Dastardly system monitor programs (key loggers) were found in seven per cent of consumer and enterprise PCs scanned using Webroot’s software, down from 19 per cent in Q4 2004.
Lallygagging trojan horse programs were found on 19 per cent of consumer PCs and seven per cent of enterprise PCs, a figure unchanged from Q4 2004.
“To combat spyware effectively, the anti-spyware industry must be fully informed about the origins of spyware, its growth path and the impact it has on consumers and businesses,” warned David Moll, CEO at Webroot.
“Our previous Quarterly SpyAudit Reports have provided a numerical analysis of spyware’s growth, but our industry has been lacking a comprehensive resource that fully documents the spyware threat. The State of Spyware Report fills that void and delivers the most in-depth, expansive review and analysis of spyware to date.”

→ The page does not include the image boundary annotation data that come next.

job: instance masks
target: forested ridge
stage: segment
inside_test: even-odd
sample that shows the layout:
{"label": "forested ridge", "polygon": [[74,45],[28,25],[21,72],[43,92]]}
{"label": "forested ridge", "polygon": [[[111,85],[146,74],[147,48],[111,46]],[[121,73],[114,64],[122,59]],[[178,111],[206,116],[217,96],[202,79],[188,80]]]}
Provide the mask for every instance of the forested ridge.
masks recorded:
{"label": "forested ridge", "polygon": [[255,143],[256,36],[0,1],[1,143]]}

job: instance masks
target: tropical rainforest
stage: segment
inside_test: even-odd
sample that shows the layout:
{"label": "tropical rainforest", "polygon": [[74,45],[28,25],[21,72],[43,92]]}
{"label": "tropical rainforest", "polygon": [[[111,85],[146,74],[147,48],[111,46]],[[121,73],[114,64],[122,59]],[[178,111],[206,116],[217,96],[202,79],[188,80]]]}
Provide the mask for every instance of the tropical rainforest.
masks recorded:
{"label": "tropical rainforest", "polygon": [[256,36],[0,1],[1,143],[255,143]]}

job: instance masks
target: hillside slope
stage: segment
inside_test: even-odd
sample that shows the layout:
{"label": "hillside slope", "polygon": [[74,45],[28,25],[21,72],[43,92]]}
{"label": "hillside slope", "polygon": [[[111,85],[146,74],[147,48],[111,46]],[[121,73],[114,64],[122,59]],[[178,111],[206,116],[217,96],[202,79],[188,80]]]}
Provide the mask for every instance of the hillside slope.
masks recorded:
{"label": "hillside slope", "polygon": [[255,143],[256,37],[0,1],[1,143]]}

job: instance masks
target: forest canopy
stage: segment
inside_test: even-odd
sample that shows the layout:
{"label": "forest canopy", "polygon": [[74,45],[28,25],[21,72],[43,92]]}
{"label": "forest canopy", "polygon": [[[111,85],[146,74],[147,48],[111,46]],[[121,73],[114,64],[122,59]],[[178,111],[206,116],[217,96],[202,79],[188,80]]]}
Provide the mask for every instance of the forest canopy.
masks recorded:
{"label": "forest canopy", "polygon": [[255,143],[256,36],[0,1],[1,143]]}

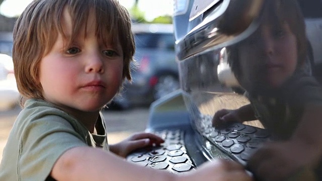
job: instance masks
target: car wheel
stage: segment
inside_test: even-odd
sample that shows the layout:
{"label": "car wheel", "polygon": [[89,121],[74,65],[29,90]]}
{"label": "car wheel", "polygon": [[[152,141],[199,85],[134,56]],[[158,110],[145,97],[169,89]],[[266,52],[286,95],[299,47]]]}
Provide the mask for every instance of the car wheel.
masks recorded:
{"label": "car wheel", "polygon": [[153,98],[155,100],[180,87],[178,78],[173,75],[161,75],[153,87]]}

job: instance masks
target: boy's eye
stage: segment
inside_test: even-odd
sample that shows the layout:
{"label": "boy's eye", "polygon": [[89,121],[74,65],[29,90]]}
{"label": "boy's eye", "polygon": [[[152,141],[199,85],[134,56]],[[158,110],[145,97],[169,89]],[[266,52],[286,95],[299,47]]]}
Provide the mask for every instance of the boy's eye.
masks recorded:
{"label": "boy's eye", "polygon": [[283,30],[276,30],[274,32],[274,36],[278,38],[282,38],[285,34]]}
{"label": "boy's eye", "polygon": [[67,52],[69,54],[75,54],[80,51],[79,48],[76,47],[72,47],[67,50]]}
{"label": "boy's eye", "polygon": [[118,55],[117,53],[116,53],[116,52],[113,50],[104,50],[103,51],[103,53],[105,54],[105,55],[107,56],[110,56],[110,57],[113,57],[113,56]]}

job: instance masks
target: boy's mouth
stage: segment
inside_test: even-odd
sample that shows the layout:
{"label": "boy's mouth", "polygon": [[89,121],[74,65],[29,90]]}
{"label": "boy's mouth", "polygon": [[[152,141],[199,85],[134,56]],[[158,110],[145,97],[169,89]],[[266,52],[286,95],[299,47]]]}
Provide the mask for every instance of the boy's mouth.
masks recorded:
{"label": "boy's mouth", "polygon": [[83,86],[83,87],[102,87],[103,88],[105,88],[106,86],[105,83],[100,80],[94,80],[91,81],[88,83],[86,83],[85,85]]}

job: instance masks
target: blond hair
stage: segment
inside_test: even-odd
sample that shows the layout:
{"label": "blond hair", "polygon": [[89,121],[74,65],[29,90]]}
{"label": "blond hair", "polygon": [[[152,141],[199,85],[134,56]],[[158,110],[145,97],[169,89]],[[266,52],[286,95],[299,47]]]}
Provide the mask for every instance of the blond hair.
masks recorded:
{"label": "blond hair", "polygon": [[[72,19],[72,34],[68,38],[61,24],[65,8]],[[124,57],[123,80],[131,80],[130,62],[135,49],[131,19],[117,0],[35,0],[18,19],[13,32],[13,59],[18,90],[24,98],[22,100],[43,99],[38,80],[41,58],[51,50],[58,34],[72,41],[86,28],[90,12],[96,18],[98,40],[105,44],[120,43]]]}

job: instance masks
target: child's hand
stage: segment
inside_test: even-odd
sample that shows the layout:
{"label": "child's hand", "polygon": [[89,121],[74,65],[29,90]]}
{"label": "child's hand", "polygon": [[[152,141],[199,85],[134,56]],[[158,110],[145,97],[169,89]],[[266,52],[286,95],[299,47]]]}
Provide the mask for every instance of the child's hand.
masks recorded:
{"label": "child's hand", "polygon": [[153,144],[159,145],[165,141],[159,137],[149,133],[134,134],[120,143],[110,145],[110,150],[125,157],[131,151]]}
{"label": "child's hand", "polygon": [[180,175],[178,180],[253,180],[240,164],[221,159],[205,163],[194,171]]}
{"label": "child's hand", "polygon": [[221,128],[234,122],[242,123],[237,110],[222,109],[218,111],[212,118],[212,125],[216,128]]}
{"label": "child's hand", "polygon": [[311,169],[320,160],[316,150],[301,141],[269,143],[254,153],[248,167],[261,180],[316,180]]}

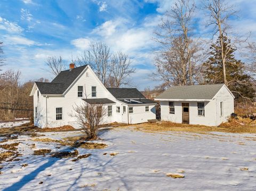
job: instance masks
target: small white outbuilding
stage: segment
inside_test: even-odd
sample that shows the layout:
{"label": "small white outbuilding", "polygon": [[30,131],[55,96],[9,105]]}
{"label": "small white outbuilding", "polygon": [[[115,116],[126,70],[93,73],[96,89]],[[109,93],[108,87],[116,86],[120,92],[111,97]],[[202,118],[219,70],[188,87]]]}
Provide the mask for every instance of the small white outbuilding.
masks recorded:
{"label": "small white outbuilding", "polygon": [[156,97],[161,119],[218,126],[234,112],[234,96],[224,84],[171,87]]}

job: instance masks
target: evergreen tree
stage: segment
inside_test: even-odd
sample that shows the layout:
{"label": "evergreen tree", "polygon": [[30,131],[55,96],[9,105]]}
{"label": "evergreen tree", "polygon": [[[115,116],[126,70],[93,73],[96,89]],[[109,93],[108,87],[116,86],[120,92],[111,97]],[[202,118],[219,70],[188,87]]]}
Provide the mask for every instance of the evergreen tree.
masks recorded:
{"label": "evergreen tree", "polygon": [[[226,52],[226,70],[227,85],[238,101],[243,98],[252,99],[255,90],[251,82],[250,77],[245,73],[245,64],[235,58],[236,49],[232,47],[230,40],[226,36],[223,38],[223,51]],[[221,47],[219,38],[215,44],[210,47],[211,56],[203,64],[205,84],[224,83],[221,59]]]}

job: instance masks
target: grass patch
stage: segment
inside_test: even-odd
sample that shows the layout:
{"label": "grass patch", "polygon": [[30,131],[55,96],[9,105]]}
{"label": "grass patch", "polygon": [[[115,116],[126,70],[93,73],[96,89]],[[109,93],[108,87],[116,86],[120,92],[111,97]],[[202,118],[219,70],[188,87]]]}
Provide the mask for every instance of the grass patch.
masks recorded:
{"label": "grass patch", "polygon": [[14,152],[8,151],[3,153],[0,153],[0,162],[4,161],[5,159],[14,156],[16,154]]}
{"label": "grass patch", "polygon": [[76,130],[71,126],[63,126],[59,127],[45,128],[38,130],[39,132],[73,131]]}
{"label": "grass patch", "polygon": [[105,148],[108,146],[103,143],[79,143],[75,145],[75,147],[81,147],[86,149],[101,149]]}
{"label": "grass patch", "polygon": [[52,151],[50,149],[39,149],[39,150],[36,150],[34,151],[34,155],[45,155],[45,154],[51,153]]}
{"label": "grass patch", "polygon": [[52,154],[52,157],[57,158],[69,158],[77,156],[78,155],[78,151],[74,150],[72,151],[62,151],[60,152],[56,152]]}
{"label": "grass patch", "polygon": [[173,173],[167,173],[166,174],[166,177],[171,177],[172,178],[183,178],[185,176],[183,175],[173,174]]}
{"label": "grass patch", "polygon": [[19,145],[20,143],[14,143],[10,144],[0,145],[0,147],[6,149],[6,150],[17,151],[18,148],[17,146]]}
{"label": "grass patch", "polygon": [[36,138],[32,139],[33,141],[43,142],[43,143],[57,143],[62,145],[69,145],[69,144],[67,142],[65,142],[62,140],[53,139],[50,138]]}
{"label": "grass patch", "polygon": [[127,127],[135,127],[133,129],[147,132],[172,131],[192,132],[219,131],[232,133],[256,133],[256,124],[254,126],[252,123],[250,124],[249,123],[248,121],[247,125],[242,125],[236,122],[235,126],[234,122],[230,122],[223,123],[217,127],[161,121],[159,123],[143,123]]}

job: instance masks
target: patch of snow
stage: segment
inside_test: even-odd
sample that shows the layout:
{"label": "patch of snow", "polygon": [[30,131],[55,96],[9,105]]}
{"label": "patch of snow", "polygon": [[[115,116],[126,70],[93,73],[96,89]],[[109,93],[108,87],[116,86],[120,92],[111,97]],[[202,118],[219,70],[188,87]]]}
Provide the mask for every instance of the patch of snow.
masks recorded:
{"label": "patch of snow", "polygon": [[[62,139],[82,135],[79,131],[42,132],[39,138]],[[34,155],[34,150],[53,152],[74,148],[56,143],[34,142],[22,135],[19,161],[1,165],[3,190],[252,190],[256,178],[256,135],[185,132],[146,133],[132,129],[113,128],[100,133],[103,149],[75,148],[78,155],[57,159]],[[241,144],[243,143],[243,144]],[[5,144],[3,143],[3,144]],[[31,145],[36,144],[33,148]],[[60,148],[57,148],[60,147]],[[0,150],[0,152],[3,150]],[[110,153],[113,153],[112,156]],[[25,167],[21,164],[27,163]],[[247,168],[242,171],[241,168]],[[180,174],[173,179],[169,174]],[[43,182],[42,184],[39,182]]]}

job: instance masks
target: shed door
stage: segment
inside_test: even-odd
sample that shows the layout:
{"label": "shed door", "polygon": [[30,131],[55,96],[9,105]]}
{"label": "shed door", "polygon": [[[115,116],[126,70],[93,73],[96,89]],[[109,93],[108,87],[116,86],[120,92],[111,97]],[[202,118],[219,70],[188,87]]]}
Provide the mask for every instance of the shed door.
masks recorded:
{"label": "shed door", "polygon": [[189,103],[182,103],[182,123],[189,123]]}

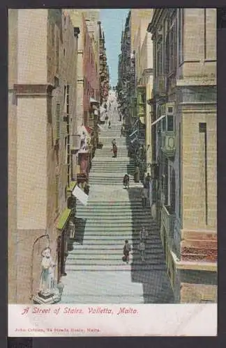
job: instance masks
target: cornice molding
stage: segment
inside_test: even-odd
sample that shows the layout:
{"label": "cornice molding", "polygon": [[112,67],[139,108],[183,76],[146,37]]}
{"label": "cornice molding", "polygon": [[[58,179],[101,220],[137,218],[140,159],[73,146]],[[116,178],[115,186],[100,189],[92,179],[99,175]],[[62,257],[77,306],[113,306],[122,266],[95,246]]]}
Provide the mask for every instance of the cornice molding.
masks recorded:
{"label": "cornice molding", "polygon": [[16,95],[43,95],[52,97],[54,86],[51,84],[18,84],[14,85]]}

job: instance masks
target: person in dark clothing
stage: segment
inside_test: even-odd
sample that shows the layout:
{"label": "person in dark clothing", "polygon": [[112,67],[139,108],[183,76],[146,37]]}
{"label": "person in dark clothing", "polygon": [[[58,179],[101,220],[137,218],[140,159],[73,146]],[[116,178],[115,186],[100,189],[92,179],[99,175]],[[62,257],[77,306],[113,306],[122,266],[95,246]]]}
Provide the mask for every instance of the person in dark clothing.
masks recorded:
{"label": "person in dark clothing", "polygon": [[145,188],[147,189],[148,191],[148,197],[149,197],[150,182],[151,182],[151,176],[150,174],[148,173],[145,178],[145,184],[144,184]]}
{"label": "person in dark clothing", "polygon": [[128,241],[126,239],[125,241],[125,245],[123,247],[124,260],[126,262],[126,263],[128,263],[130,260],[130,251],[131,251],[131,246],[129,244]]}
{"label": "person in dark clothing", "polygon": [[128,174],[126,174],[126,175],[123,177],[123,185],[126,187],[126,189],[127,188],[129,189],[129,183],[130,183],[130,177],[128,176]]}
{"label": "person in dark clothing", "polygon": [[113,145],[114,157],[117,157],[117,152],[118,152],[117,147],[116,147],[116,144],[114,144]]}
{"label": "person in dark clothing", "polygon": [[112,141],[112,145],[116,145],[116,140],[115,139],[113,139]]}

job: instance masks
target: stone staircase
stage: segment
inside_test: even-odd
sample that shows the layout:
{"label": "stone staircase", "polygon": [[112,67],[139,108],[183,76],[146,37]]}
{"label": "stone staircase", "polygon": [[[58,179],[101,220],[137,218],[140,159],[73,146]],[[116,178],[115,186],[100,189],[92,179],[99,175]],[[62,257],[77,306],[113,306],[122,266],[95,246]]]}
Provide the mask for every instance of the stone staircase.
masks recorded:
{"label": "stone staircase", "polygon": [[[127,157],[125,138],[120,138],[119,117],[111,117],[112,128],[103,127],[100,136],[103,147],[92,162],[89,204],[77,204],[76,235],[68,246],[61,302],[173,302],[159,232],[150,209],[142,208],[142,185],[133,182],[134,164]],[[114,138],[116,158],[110,151]],[[128,190],[123,188],[126,173],[130,176]],[[145,262],[139,251],[142,226],[149,230]],[[128,264],[122,260],[126,239],[132,246]]]}

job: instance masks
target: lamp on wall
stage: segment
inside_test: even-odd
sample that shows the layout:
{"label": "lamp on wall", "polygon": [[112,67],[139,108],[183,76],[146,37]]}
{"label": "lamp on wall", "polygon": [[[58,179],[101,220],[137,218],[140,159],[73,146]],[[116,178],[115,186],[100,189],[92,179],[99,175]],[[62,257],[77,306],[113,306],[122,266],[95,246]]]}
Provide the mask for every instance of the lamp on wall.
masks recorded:
{"label": "lamp on wall", "polygon": [[75,36],[75,38],[77,38],[80,33],[80,28],[78,26],[74,26],[74,36]]}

Webroot’s data comes from an analysis of stats from Webroot’s consumer and corporate SpyAudit tools and from online research conducted by Webroot’s automated spyware research system, Phileas.
Although most spyware is associated with flesh-tastic porno sites and deeply dodgy warez sites, Phileas recognised 4,294 sites (with almost 90,000 pages) containing some form of steeenkin’ spyware.
Here’s the science: Webroot reached their figure for the value of the spyware market by multiplying the average number of pieces of adware per machines (4.38, they say) by the number of active users on the net (290m – according to Nielsen Netratings) times the value of each adware installation per year – US$2.25 (~£1.18~€1.73), a figure derived Claria’s filing that it made US$90m (~£47.3m~€69.5m) a year from 40m “users”.
Although these figures seem disturbing, many industry eyebrows have arced skywards at Webroot’s figures, with an article in Techdirt suggesting that the company might be trying to pump up its own value by exaggerating the threat.
The scathing piece points out that Webroot is using a highly controversial method of including “mostly harmless tracking cookies” and lumping them in with spyware to boost the apparent size of the market.